ACCIONA has built more than 100 drinking water treatment plants worldwide that guarantee clean water for 30 million people.
For ACCIONA Agua, serving people is our priority, and since our early beginnings we have always brought innovative solutions to problems of drinking water supply throughout the world. The company has shown this at the 100-plus drinking water treatment plants (DWTPs) it has built on five continents, which have a total capacity of over 7.5 million m3 and supply nearly 30 million people. In 2015 alone, ACCIONA Agua treated 197 hm3 of drinking water in places as far away from Spain as Mundaring in Western Australia.
Such a plant, which supplies drinking water to 100,000 people, and future facilities at Oum Mazza in Morocco and Saint John in Canada, demonstrate the ability of ACCIONA Agua to build facilities in different countries with diverse climates. The key to success is combining our engineers’ know how with experience accumulated over the years. All this has seen ACCIONA Agua become one of the top companies in designing and constructing this type of water treatment plant.
Increasing irrigation of crops that, until relatively few years ago, were always just rain fed, such as vines and olives, and a growing population and changes in the ways potable water is consumed, have all led to a greater use of water resources than in the past. This is the case in the area supplied by the Martos DWTP in Jaén, southern Spain. The capacity of the original plant built in 2003 has had to be increased by sourcing from Viboras reservoir in Casillas municipality, for which an intake and pipe network to the DWTP had to be built. This reservoir is unique in that some of its basin lies over gypsum deposits. As such, saline streams feed into the reservoir with a high concentration of sulfates and chlorine.
To use this water from the reservoir in the DWTP at Martos, it was necessary to install reverse osmosis membranes, normally used in desalination, to improve the quality of the reservoir water to that stipulated by legislation governing the quality of water fit for human consumption.
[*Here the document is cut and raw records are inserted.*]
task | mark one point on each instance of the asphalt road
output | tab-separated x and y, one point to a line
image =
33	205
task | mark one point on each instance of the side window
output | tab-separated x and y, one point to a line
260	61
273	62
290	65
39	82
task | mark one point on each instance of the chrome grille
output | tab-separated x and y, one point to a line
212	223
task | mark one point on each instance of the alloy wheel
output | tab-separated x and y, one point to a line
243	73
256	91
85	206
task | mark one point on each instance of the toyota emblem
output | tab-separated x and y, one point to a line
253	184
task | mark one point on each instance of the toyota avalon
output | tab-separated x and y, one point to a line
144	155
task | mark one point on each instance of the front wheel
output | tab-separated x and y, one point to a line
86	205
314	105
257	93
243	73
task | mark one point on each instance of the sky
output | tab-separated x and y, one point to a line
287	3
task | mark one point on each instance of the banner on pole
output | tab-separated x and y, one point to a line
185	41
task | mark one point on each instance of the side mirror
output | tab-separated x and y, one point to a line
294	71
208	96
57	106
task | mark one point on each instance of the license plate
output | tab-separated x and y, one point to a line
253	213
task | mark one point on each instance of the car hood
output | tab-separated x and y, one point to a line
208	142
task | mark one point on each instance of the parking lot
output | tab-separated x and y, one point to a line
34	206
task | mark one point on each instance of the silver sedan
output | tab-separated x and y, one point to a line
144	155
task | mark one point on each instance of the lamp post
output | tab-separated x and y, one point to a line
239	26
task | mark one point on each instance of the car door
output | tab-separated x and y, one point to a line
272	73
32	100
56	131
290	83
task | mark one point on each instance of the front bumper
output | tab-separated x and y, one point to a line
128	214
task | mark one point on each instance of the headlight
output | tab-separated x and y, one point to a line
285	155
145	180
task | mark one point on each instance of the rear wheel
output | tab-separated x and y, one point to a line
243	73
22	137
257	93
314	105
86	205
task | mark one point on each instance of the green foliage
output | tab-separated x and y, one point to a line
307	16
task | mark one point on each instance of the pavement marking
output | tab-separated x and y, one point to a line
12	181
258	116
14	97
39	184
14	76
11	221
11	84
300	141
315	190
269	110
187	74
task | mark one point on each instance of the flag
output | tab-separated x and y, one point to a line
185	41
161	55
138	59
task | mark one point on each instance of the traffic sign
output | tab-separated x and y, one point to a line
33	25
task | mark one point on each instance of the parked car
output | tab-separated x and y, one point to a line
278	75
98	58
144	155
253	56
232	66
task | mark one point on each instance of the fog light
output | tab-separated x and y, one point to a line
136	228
The new arrangement ensures sufficient supply to municipalities dependent on the DWTP and which had been suffering water shortages due to over-reliance on the historic mineral springs in the area.
Following the use of the reverse osmosis system, and the mixing of this desalinated water with supply from the Martos springs, a higher quality drinking water has been produced than was available before, since the mineral water from the springs also carried a high salt content.